StarEnhancer
StarEnhancer: Learning Real-Time and Style-Aware Image Enhancement (ICCV 2021 Oral)
Abstract: Image enhancement is a subjective process whose targets vary with user preferences. In this paper, we propose a deep learning-based image enhancement method covering multiple tonal styles using only a single model dubbed StarEnhancer. It can transform an image from one tonal style to another, even if that style is unseen. With a simple one-time setting, users can customize the model to make the enhanced images more in line with their aesthetics. To make the method more practical, we propose a well-designed enhancer that can process a 4K-resolution image over 200 FPS but surpasses the contemporaneous single style image enhancement methods in terms of PSNR, SSIM, and LPIPS. Finally, our proposed enhancement method has good interactability, which allows the user to fine-tune the enhanced image using intuitive options.
Getting started
Install
We test the code on PyTorch 1.8.1 + CUDA 11.1 + cuDNN 8.0.5, and close versions also work fine.
- Install PyTorch and torchvision fom http://pytorch.org.
- Install other requirements:
pip install -r requirements.txt
We mainly train the model on RTX 2080Ti * 4, but a smaller mini batch size can also work.
Prepare
You can generate your own dataset, or download the one we generate.
The final file path should be the same as the following:
┬─ save_model
│ ├─ stylish.pth.tar
│ └─ ... (model & embedding)
└─ data
├─ train
│ ├─ 01-Experts-A
│ │ ├─ a0001.jpg
│ │ └─ ... (id.jpg)
│ └─ ... (style folder)
├─ valid
│ └─ ... (style folder)
└─ test
└─ ... (style folder)
Download
Data and pretrained models are available on GoogleDrive.
Generate
- Download raw data from MIT-Adobe FiveK Dataset.
- Download the modified Lightroom database
fivek.lrcat
, and replace the original database with it. - Generate dataset in JPEG format with quality 100, which can refer to this issue.
- Run
generate_dataset.py
indata
folder to generate dataset.
Train
Firstly, train the style encoder:
python train_stylish.py
Secondly, fetch the style embedding for each sample in the train set:
python fetch_embedding.py
Lastly, train the curve encoder and mapping network:
python train_enhancer.py
Test
Just run:
python test.py
Testing LPIPS requires about 10 GB GPU memory, and if an OOM occurs, replace the following lines
lpips_val = loss_fn_alex(output * 2 - 1, target_img * 2 - 1).item()
with
lpips_val = 0
Notes
Due to agreements, we are unable to release part of the source code. This repository provides a pure python implementation for research use.

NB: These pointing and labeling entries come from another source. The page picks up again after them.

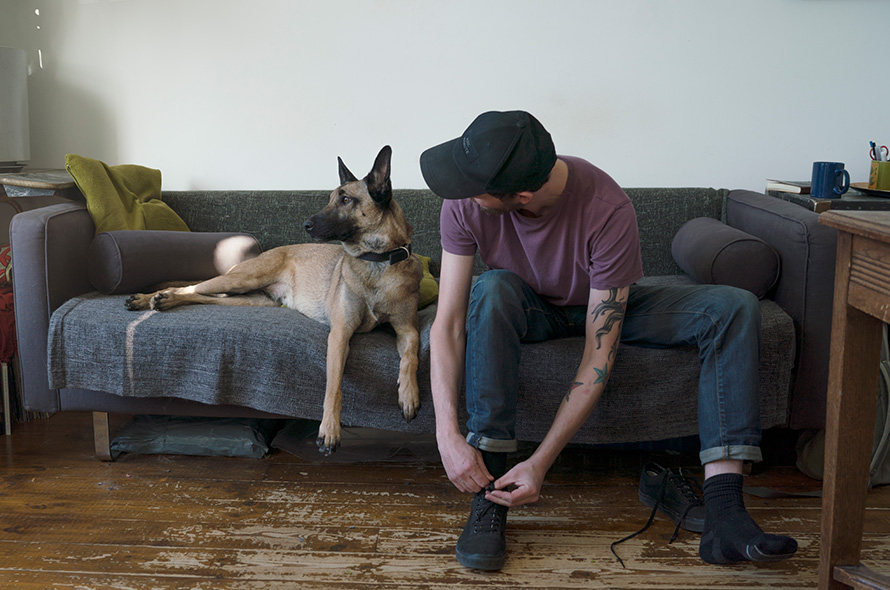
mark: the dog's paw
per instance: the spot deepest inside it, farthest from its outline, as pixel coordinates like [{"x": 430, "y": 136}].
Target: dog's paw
[
  {"x": 138, "y": 302},
  {"x": 161, "y": 301},
  {"x": 327, "y": 444},
  {"x": 410, "y": 409}
]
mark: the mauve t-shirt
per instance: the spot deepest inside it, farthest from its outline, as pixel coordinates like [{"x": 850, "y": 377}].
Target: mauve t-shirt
[{"x": 588, "y": 240}]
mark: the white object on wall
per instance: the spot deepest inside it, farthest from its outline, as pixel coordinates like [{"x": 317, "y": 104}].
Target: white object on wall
[{"x": 15, "y": 139}]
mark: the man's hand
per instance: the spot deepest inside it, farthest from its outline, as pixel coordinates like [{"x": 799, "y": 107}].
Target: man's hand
[
  {"x": 464, "y": 465},
  {"x": 521, "y": 485}
]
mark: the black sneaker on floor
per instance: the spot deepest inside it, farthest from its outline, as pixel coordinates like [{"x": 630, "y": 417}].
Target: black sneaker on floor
[
  {"x": 676, "y": 494},
  {"x": 483, "y": 545}
]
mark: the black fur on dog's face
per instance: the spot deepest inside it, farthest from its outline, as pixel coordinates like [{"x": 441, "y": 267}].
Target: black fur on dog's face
[{"x": 355, "y": 204}]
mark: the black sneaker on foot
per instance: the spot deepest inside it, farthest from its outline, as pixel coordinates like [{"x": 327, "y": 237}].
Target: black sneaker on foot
[
  {"x": 483, "y": 545},
  {"x": 675, "y": 494}
]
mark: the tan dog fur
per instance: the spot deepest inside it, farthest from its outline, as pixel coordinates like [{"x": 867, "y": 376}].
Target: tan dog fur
[{"x": 328, "y": 283}]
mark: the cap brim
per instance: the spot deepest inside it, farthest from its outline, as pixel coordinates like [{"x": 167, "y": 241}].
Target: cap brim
[{"x": 442, "y": 175}]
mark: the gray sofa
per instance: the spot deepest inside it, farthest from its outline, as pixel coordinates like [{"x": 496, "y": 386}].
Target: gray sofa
[{"x": 83, "y": 351}]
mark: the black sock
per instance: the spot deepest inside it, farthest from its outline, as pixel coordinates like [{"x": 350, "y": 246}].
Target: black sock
[{"x": 730, "y": 534}]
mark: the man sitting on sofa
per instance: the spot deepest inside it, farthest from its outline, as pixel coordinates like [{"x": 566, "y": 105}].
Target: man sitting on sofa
[{"x": 561, "y": 239}]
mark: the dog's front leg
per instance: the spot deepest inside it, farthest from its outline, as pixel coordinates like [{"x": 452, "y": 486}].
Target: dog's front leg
[
  {"x": 408, "y": 344},
  {"x": 338, "y": 349}
]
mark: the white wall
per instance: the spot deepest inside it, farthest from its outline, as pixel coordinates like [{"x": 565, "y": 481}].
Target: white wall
[{"x": 265, "y": 94}]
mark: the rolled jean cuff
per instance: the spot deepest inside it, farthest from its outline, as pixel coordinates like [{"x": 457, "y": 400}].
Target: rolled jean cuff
[
  {"x": 492, "y": 445},
  {"x": 731, "y": 452}
]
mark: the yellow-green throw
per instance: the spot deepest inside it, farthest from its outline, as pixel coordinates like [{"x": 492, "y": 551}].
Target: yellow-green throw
[
  {"x": 429, "y": 288},
  {"x": 122, "y": 197}
]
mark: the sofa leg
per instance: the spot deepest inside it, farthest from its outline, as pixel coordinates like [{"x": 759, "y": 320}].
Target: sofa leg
[{"x": 102, "y": 436}]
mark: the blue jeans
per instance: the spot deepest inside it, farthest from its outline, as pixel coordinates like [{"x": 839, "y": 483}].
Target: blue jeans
[{"x": 724, "y": 322}]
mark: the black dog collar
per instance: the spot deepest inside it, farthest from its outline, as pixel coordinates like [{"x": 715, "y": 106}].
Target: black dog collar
[{"x": 393, "y": 256}]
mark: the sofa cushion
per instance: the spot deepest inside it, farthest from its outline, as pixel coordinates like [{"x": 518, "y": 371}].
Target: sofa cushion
[
  {"x": 129, "y": 261},
  {"x": 715, "y": 253}
]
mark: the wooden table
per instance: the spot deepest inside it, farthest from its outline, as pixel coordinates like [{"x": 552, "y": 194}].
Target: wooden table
[
  {"x": 861, "y": 306},
  {"x": 36, "y": 183}
]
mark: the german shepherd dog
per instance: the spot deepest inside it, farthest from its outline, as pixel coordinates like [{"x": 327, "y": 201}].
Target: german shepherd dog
[{"x": 368, "y": 279}]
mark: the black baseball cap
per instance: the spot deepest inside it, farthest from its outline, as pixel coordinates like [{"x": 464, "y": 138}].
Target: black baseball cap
[{"x": 501, "y": 152}]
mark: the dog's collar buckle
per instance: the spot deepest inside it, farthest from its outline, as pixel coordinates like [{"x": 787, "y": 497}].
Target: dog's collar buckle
[{"x": 392, "y": 257}]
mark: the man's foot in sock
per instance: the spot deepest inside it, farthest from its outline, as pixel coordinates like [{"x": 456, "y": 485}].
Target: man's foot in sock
[{"x": 730, "y": 534}]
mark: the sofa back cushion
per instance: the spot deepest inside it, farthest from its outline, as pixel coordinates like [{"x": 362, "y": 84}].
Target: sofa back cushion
[{"x": 276, "y": 217}]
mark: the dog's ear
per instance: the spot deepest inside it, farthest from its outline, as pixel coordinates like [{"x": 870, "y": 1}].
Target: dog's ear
[
  {"x": 379, "y": 185},
  {"x": 345, "y": 174}
]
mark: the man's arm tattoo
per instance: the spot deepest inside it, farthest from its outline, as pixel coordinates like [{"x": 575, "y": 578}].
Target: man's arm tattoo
[
  {"x": 613, "y": 311},
  {"x": 601, "y": 374}
]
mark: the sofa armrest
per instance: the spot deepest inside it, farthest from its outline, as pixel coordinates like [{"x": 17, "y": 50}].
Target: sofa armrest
[
  {"x": 49, "y": 256},
  {"x": 805, "y": 289}
]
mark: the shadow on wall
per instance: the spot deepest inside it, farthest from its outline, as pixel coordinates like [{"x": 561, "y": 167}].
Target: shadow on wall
[{"x": 65, "y": 116}]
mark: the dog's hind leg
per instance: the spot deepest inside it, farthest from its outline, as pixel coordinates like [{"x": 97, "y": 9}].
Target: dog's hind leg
[{"x": 408, "y": 344}]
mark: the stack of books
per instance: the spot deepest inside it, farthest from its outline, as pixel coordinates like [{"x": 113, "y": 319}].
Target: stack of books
[{"x": 800, "y": 187}]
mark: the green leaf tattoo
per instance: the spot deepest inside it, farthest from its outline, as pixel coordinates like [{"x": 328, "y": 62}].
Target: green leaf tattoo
[
  {"x": 601, "y": 374},
  {"x": 613, "y": 311}
]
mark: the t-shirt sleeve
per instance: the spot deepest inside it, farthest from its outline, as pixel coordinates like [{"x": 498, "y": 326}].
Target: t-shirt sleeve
[
  {"x": 456, "y": 237},
  {"x": 615, "y": 258}
]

There are some differences between the repository and the paper as follows:
- The repository uses a ResNet-18 w/o BN as the curve encoder's backbone, and the paper uses a more lightweight model.
- The paper uses CUDA to implement the color transform function, and the repository uses
torch.gather
to implement it. - The repository removes some tricks used in training lightweight models.
Overall, this repository can achieve higher performance, but will be slightly slower.